Gardener chooses plants over family
Jeanne Phillips www.DearAbby.com September 20, 2012 6:50PM
Updated: October 22, 2012 6:02AM
Dear Abby: I am a 31-year-old wife and mother. My husband, “Jake,” works 40-plus hours a week, while I am a stay-at-home mom.
In the evenings and on weekends, Jake does yard work or works in the garden. I’m with our daughter all day, every day, and he expects me to watch her while he’s outside working. I dislike yard and garden work and don’t like being outside. I also have health/physical issues that keep me from being as active as I would like. Every weekend I feel my resentment and anger growing over this issue.

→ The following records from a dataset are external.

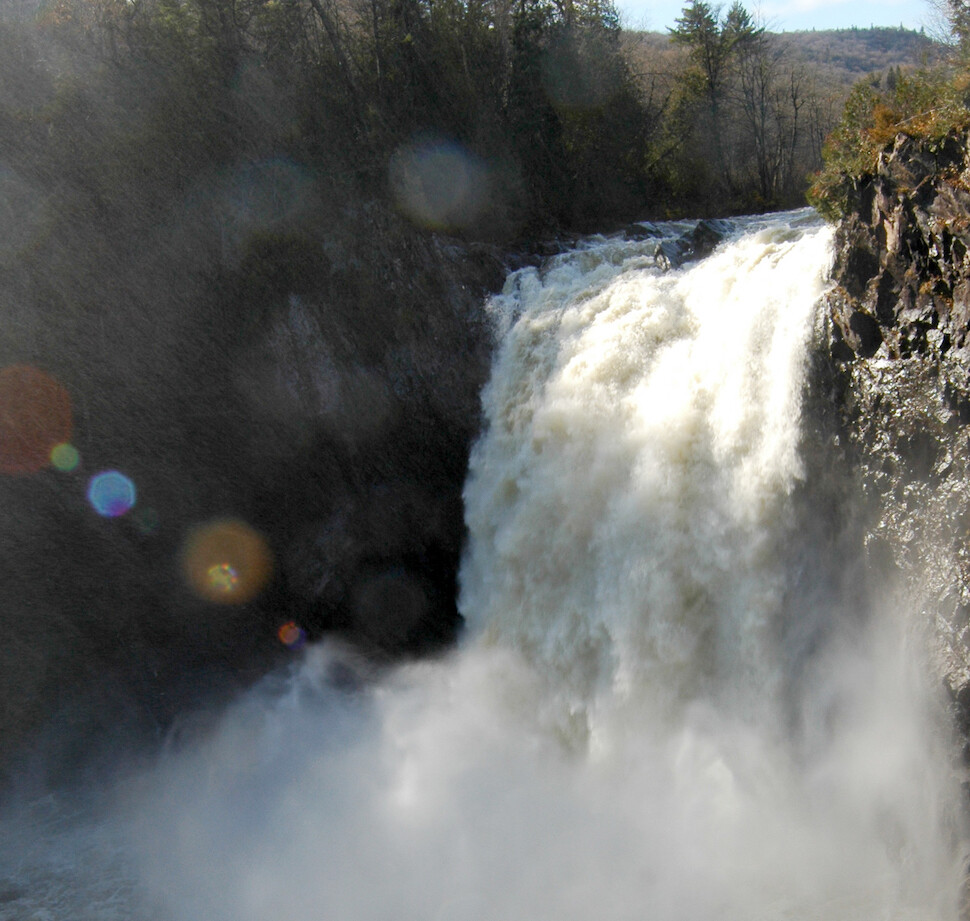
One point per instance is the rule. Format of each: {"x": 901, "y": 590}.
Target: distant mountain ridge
{"x": 837, "y": 56}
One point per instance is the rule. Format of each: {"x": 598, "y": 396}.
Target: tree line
{"x": 538, "y": 101}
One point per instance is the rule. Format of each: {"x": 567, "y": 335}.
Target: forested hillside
{"x": 245, "y": 243}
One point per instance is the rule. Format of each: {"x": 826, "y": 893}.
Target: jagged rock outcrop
{"x": 899, "y": 327}
{"x": 903, "y": 253}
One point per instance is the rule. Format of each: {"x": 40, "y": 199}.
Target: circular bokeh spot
{"x": 226, "y": 562}
{"x": 35, "y": 415}
{"x": 65, "y": 457}
{"x": 111, "y": 494}
{"x": 291, "y": 634}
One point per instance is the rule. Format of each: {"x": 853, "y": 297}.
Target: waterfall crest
{"x": 616, "y": 736}
{"x": 629, "y": 501}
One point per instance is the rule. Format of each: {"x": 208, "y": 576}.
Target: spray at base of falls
{"x": 626, "y": 731}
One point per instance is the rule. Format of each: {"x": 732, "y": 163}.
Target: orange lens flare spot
{"x": 226, "y": 562}
{"x": 223, "y": 578}
{"x": 290, "y": 634}
{"x": 35, "y": 416}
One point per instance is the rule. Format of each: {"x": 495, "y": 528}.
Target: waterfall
{"x": 627, "y": 730}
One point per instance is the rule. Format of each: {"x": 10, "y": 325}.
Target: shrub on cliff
{"x": 929, "y": 103}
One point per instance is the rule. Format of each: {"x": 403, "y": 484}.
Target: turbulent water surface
{"x": 631, "y": 727}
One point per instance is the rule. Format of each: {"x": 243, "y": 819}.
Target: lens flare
{"x": 226, "y": 562}
{"x": 222, "y": 577}
{"x": 111, "y": 493}
{"x": 291, "y": 634}
{"x": 35, "y": 415}
{"x": 65, "y": 457}
{"x": 439, "y": 184}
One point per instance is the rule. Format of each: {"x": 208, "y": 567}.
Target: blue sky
{"x": 787, "y": 15}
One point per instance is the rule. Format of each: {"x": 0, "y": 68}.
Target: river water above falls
{"x": 649, "y": 716}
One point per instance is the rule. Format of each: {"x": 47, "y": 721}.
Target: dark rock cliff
{"x": 899, "y": 343}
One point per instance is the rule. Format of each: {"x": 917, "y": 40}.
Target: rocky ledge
{"x": 899, "y": 344}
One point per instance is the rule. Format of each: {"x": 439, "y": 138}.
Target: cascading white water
{"x": 614, "y": 739}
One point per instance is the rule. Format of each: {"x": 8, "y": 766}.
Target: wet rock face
{"x": 899, "y": 316}
{"x": 902, "y": 265}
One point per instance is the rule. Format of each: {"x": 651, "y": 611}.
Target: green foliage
{"x": 925, "y": 104}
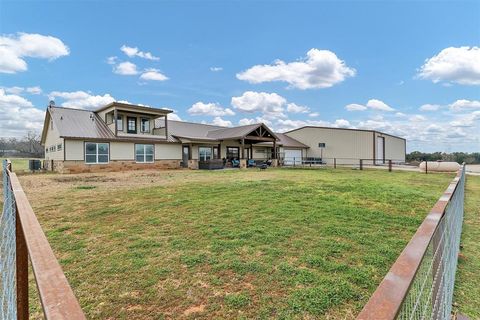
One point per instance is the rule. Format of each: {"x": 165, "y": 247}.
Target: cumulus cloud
{"x": 15, "y": 48}
{"x": 461, "y": 105}
{"x": 18, "y": 90}
{"x": 453, "y": 65}
{"x": 270, "y": 104}
{"x": 81, "y": 99}
{"x": 355, "y": 107}
{"x": 210, "y": 109}
{"x": 429, "y": 107}
{"x": 220, "y": 122}
{"x": 319, "y": 69}
{"x": 18, "y": 116}
{"x": 373, "y": 104}
{"x": 153, "y": 75}
{"x": 135, "y": 52}
{"x": 126, "y": 69}
{"x": 295, "y": 108}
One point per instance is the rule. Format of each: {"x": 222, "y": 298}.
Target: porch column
{"x": 242, "y": 149}
{"x": 115, "y": 115}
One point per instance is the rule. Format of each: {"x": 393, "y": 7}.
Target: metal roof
{"x": 84, "y": 124}
{"x": 76, "y": 123}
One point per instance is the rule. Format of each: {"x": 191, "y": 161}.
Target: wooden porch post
{"x": 242, "y": 151}
{"x": 115, "y": 116}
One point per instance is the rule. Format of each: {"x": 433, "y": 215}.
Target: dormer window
{"x": 131, "y": 125}
{"x": 145, "y": 125}
{"x": 120, "y": 123}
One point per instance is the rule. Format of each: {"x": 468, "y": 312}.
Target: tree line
{"x": 459, "y": 157}
{"x": 28, "y": 147}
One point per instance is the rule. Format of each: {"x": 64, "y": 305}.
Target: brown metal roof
{"x": 285, "y": 141}
{"x": 76, "y": 123}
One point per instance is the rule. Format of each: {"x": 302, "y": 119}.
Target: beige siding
{"x": 341, "y": 144}
{"x": 52, "y": 144}
{"x": 394, "y": 147}
{"x": 168, "y": 151}
{"x": 122, "y": 151}
{"x": 74, "y": 150}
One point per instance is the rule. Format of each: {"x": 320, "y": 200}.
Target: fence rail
{"x": 23, "y": 238}
{"x": 420, "y": 283}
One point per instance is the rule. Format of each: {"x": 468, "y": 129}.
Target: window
{"x": 145, "y": 125}
{"x": 144, "y": 153}
{"x": 131, "y": 125}
{"x": 233, "y": 153}
{"x": 96, "y": 152}
{"x": 205, "y": 153}
{"x": 120, "y": 123}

Jake says it is necessary for us to have a garden, and I agree. But why must I have all the responsibility of caring for our daughter? I’d like it if Jake would stay in with us and give up on some of the outside activities. What do you suggest?
Second To A Shrub In Oregon
Dear Second To A Shrub: While tending to the yard and the garden may be necessary, it is also very important for your husband to devote some time to nurturing his relationship with his daughter. You should not be saddled with all the child care responsibilities 24/7. Marriages are like gardens. If they’re not given care and feeding, they will wither as yours appears to be doing.
Dear Abby: I’m engaged and being married soon. I have always had very close non-romantic relationships with males. People told me that when I fell in love with someone it would be easier to let my male friendships fall by the wayside. These friendships are the ones I prefer now more than ever.
I love my fiance and he has been incredibly understanding about this, but I can tell it upsets him. I have been known to talk all night with friends, especially when I’m overwhelmed. My fiance is hurt that I don’t come to him.
Do I need to eliminate these friendships for the sake of my husband-to-be? Is it inappropriate for me to have close male friends after I’m married?
Dear Prefers Men: Why are you presenting this as all or nothing? It’s not. Nor is it inappropriate for you to keep close male friendships after you marry.
However, I do think some behavior modification is in order. The first thing you should do is cut out the all-night dump sessions with these men.
The man you marry should be your BEST friend and the person you go to first to express your concerns when you’re overwhelmed. This is part of intimacy, and he may be feeling hurt and shut out because you are denying that to him.
He may have concerns of his own that he’d like to discuss with you. Being on the phone all night talking to someone else is really neglectful of the man you love.